Abe seeks 3 more years, with polls showing 39% support

Prime minister eyes constitutional change with new party mandate but 73% skeptical

Prime Minister Shinzo Abe announces his candidacy for party leadership in Tarumizu in Kagoshima Prefecture on Sunday. (Photo by Uichiro Kasai)

TARUMIZU, Japan -- Prime Minister Shinzo Abe officially announced his candidacy for president of the ruling Liberal Democratic Party on Sunday during a trip to southern Japan.

"I am determined to lead Japan for another three years," Abe said in the Kagoshima Prefecture city of Tarumizu.

Abe hopes to win a third consecutive three-year term as party leader in the Sept. 20 election, which is expected to be a two-way race with former LDP Secretary-General Shigeru Ishiba. The position last was contested six years ago.

The prime minister was regarded as most fit to lead the LDP by 39% of respondents in a poll conducted Friday through Sunday by Nikkei and TV Tokyo. Abe led Ishiba, who gained 31% support. Seiko Noda, the minister for internal affairs and communications, stood a distant third with 4%.

"It is my duty to carry out the mandate of the people," Abe said, arguing that last year's Diet lower house election showed that the LDP has public support.

"Japan will face a major turning point in its history" as Emperor Akihito abdicates next year, Abe said. "How to build the nation will become a campaign issue, and I hope to conduct solid debate."

Regarding his pet cause of revising Japan's pacifist constitution, Abe indicated that he hopes to submit the LDP's proposal to the Diet as early as the extraordinary session this fall. But 73% of respondents in the Nikkei/TV Tokyo survey said the proposal should not be submitted hastily, while 17% favored swift action. Even among LDP supporters, 69% said that the matter should not be rushed.

Abe chose to announce his candidacy outside of Tokyo, in front of the picturesque but active volcano of Sakurajima, in Kagoshima Prefecture. The race for party chief will hinge on 405 votes cast by local LDP members and affiliates in addition to the votes of the party's 405 lawmakers at the national level.

Ishiba's slim chances of victory depend on a wave of support from Japan's countryside, and the challenger has been campaigning mainly in the rural areas.

On Sunday, Abe met with representatives of the timber industry and cattle farmers, promising to do his best to support agriculture and forestry.
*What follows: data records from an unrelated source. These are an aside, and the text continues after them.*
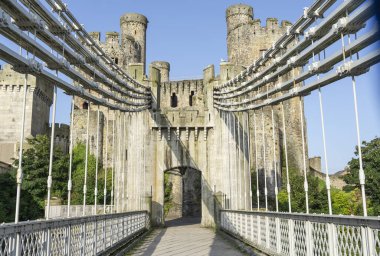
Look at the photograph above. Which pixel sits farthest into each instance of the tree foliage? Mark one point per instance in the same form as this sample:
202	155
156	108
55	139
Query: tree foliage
371	166
79	156
35	172
35	166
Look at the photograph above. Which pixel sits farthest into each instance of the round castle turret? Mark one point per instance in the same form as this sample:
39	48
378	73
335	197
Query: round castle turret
246	38
238	15
164	68
133	38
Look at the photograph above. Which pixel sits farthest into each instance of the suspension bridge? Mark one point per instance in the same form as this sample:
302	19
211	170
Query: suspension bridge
247	121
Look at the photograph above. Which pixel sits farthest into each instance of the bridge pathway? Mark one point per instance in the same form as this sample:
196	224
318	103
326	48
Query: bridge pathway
184	237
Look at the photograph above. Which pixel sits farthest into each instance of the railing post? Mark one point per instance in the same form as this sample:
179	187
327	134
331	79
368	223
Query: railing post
252	228
365	242
246	226
371	241
258	230
278	235
309	238
267	236
291	237
84	236
332	239
69	241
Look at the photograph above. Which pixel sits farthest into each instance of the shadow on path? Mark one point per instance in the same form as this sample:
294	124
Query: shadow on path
184	237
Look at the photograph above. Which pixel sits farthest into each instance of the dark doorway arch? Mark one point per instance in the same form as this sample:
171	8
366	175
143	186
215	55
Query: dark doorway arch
182	193
173	100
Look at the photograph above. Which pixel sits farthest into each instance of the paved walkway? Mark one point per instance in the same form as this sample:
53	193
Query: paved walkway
184	237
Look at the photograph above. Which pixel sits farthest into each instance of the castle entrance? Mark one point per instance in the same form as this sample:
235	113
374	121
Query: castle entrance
182	193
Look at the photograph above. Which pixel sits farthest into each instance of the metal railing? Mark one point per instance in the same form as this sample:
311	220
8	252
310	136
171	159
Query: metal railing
73	236
60	211
304	234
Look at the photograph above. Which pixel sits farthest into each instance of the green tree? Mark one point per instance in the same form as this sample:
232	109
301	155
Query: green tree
317	193
36	169
168	197
371	166
34	187
28	209
79	156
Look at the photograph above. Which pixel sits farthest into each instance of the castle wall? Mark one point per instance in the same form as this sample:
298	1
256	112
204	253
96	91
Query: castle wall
38	101
246	38
80	130
133	38
62	137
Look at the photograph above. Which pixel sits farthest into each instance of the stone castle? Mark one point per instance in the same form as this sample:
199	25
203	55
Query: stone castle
182	134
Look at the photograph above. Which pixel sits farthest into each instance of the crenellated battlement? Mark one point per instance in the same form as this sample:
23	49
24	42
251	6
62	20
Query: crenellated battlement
247	36
134	17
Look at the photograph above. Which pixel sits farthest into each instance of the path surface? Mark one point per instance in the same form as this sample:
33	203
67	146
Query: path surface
184	237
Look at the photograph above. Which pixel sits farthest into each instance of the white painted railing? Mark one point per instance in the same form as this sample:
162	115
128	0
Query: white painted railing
304	234
73	236
60	211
He also visited a fishing port where he saw freshly caught yellowtail being unloaded from a vessel.    

The prime minister holds the support of many Diet members and is considered likely to win a third term. Noda, who would be the party's first female leader, is having difficulty securing the 20 nominations from Diet members needed to enter the race.

Meanwhile, Ishiba told reporters in Tokyo on Sunday evening that pensions, elderly care, child raising and economic policy are the topics that people are most interested in. "We need debates that are easy to understand," he said. 
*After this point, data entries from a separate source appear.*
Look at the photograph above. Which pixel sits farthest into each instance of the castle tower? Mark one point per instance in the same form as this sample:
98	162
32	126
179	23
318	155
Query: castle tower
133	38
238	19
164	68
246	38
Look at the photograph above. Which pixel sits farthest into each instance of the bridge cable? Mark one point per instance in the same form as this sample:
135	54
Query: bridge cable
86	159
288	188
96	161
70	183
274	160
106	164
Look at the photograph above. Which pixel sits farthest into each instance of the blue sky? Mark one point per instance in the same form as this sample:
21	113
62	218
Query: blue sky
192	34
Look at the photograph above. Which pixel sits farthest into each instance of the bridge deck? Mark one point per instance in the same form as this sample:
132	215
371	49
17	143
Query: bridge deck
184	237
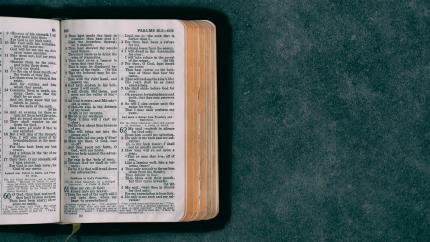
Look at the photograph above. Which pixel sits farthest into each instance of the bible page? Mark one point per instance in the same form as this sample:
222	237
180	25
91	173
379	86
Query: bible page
29	121
123	118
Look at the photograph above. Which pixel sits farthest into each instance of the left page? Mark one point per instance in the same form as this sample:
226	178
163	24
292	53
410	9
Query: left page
29	121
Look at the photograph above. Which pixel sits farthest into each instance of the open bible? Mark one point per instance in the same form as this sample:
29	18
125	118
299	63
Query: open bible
107	121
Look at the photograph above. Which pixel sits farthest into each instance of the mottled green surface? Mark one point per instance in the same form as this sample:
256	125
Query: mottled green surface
324	108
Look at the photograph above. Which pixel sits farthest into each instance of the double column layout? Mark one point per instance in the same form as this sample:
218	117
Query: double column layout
119	122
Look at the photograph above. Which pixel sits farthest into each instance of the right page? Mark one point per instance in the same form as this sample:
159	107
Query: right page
123	119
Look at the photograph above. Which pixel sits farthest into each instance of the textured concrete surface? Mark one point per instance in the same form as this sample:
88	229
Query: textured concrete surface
324	125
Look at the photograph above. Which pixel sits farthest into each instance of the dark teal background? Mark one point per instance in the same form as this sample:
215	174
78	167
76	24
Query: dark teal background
324	120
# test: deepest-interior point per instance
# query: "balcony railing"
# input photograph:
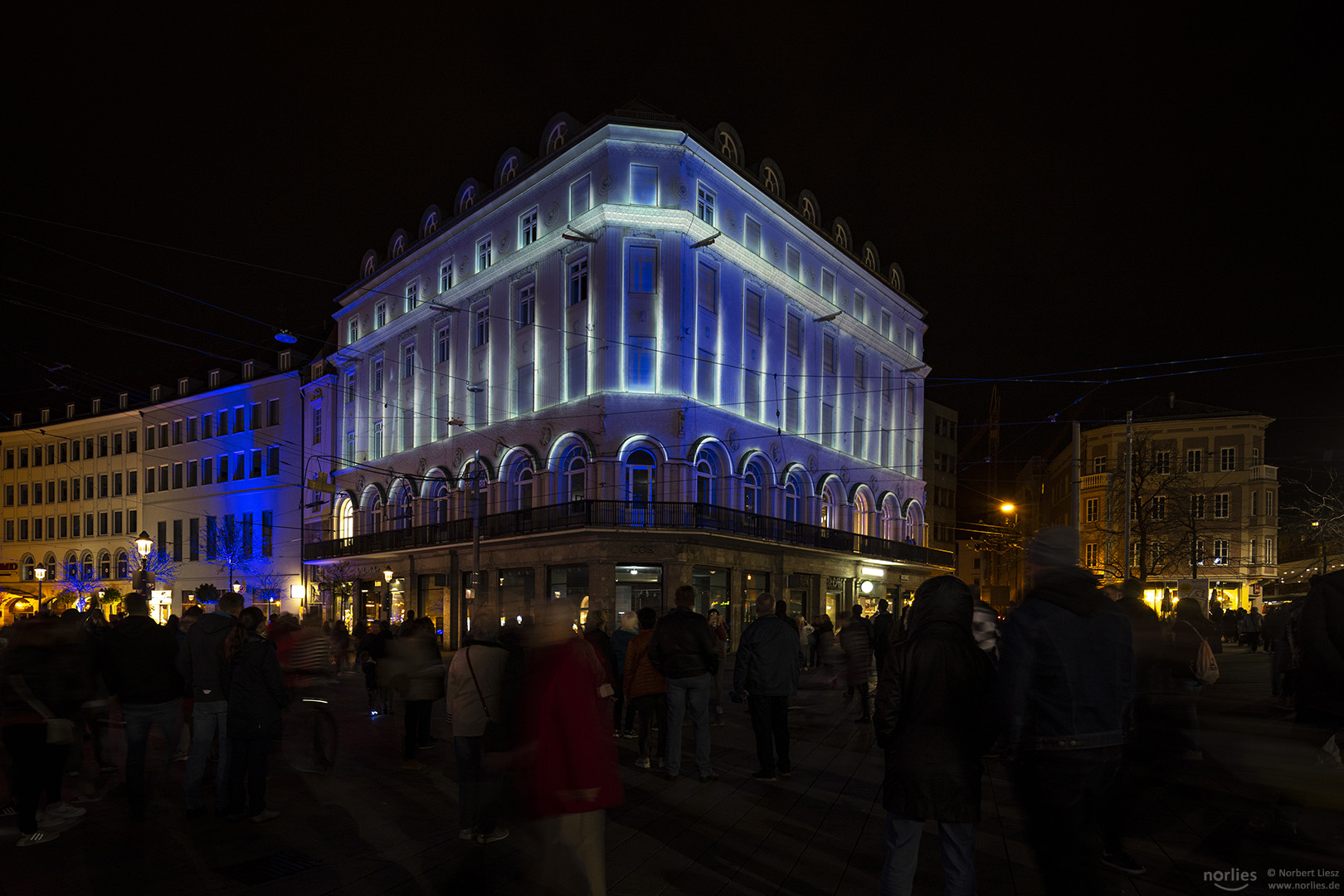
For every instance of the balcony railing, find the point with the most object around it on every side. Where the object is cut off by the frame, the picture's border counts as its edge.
(617, 514)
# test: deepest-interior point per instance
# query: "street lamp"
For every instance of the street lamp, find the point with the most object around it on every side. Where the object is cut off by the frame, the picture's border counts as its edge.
(143, 577)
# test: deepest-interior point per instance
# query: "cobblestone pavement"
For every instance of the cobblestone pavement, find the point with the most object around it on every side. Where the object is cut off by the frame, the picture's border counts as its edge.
(371, 828)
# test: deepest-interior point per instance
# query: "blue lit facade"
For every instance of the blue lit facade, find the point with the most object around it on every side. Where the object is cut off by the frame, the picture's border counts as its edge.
(650, 368)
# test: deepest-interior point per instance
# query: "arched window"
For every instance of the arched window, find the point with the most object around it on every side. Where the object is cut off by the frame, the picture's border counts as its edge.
(791, 499)
(706, 479)
(640, 472)
(752, 488)
(555, 139)
(520, 486)
(574, 476)
(344, 516)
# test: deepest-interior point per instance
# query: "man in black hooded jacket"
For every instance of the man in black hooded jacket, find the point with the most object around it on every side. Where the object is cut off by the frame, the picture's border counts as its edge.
(1064, 684)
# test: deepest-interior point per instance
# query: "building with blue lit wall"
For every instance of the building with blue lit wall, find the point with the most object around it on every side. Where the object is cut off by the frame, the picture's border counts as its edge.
(637, 363)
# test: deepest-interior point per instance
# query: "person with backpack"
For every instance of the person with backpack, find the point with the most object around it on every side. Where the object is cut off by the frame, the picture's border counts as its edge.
(1188, 672)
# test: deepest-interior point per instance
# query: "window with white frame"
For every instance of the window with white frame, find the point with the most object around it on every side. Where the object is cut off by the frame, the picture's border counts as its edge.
(441, 344)
(707, 288)
(581, 197)
(644, 184)
(483, 327)
(526, 305)
(578, 281)
(527, 229)
(752, 312)
(704, 203)
(752, 236)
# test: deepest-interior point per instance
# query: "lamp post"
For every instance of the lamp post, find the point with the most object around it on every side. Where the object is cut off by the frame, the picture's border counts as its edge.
(144, 579)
In the poll, approval for Abe's cabinet reached 48%, up 3 percentage points from the previous survey in late July. The approval rate topped the disapproval rate, which stood at 42%, for the first time in two months. Support for the LDP rose 7 points to 45%. The improved figures for the cabinet and party offer a tailwind for Abe.

Abe has strong support in urban areas, leading Ishiba 44% to 25% in an area covered by Tokyo and the surrounding prefectures of Chiba, Saitama and Kanagawa along with Osaka and its neighboring prefectures of Kyoto, Nara and Hyogo. But in Japan's remaining 39 prefectures, the two men were roughly equal at 36% for Abe to 35% for Ishiba.
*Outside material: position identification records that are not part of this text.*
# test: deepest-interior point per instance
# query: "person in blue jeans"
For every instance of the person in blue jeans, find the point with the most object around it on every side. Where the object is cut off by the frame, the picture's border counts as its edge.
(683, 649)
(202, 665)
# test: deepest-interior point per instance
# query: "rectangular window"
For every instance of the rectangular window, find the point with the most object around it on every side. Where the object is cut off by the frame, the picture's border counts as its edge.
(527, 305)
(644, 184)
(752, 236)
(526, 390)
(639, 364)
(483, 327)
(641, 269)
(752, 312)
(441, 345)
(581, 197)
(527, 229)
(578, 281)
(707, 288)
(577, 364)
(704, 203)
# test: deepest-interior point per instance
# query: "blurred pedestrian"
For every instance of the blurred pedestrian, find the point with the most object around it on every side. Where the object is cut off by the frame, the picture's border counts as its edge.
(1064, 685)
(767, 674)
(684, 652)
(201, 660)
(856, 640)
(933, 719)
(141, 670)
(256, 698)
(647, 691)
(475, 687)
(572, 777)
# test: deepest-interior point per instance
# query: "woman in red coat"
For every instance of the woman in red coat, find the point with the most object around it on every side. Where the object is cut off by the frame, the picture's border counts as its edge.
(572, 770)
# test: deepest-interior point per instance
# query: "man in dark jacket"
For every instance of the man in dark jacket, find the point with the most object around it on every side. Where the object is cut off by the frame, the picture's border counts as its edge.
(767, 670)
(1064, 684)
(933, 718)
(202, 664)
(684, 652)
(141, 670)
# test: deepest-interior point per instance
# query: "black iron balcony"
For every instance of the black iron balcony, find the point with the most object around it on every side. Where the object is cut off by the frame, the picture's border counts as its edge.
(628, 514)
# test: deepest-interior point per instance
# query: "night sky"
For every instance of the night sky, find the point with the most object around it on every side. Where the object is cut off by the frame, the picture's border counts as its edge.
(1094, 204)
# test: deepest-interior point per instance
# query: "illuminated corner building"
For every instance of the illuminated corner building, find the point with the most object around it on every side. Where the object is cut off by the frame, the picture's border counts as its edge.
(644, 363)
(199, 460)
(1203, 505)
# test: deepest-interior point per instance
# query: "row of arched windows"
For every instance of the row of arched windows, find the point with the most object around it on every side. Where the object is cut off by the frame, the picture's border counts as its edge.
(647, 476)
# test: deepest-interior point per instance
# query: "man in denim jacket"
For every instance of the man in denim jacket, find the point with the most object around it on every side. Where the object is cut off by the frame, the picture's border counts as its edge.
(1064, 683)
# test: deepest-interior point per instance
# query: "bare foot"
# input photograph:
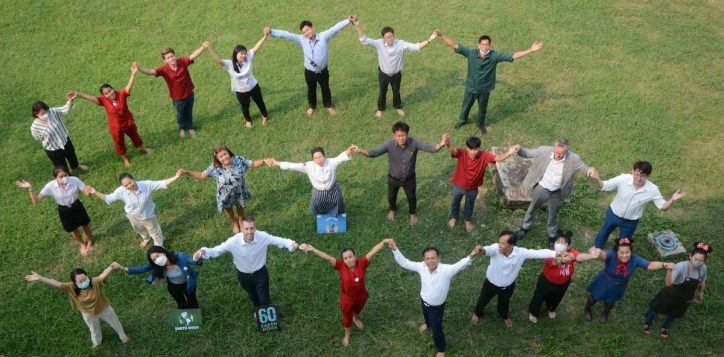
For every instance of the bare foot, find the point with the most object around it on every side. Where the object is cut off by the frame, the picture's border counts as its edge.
(390, 215)
(469, 226)
(451, 223)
Support for the prime minister also connects to voters' opinions of Abenomics. Of those backing Abe, 72% gave high marks to his signature economic policies, while 66% of Ishiba supporters offered a negative review of Abenomics.

Improving social security led the list of policies that should be a priority for the next LDP president, cited by 46% of respondents. Forty percent wanted an economic recovery, while 33% mentioned foreign affairs and national security. Just 9% said that Japan's constitution should be amended. Multiple responses were allowed for this question.

In the survey, men and women 18 or older were called by random-digit dialing. There were 950 responses, for a response rate of 45.8%.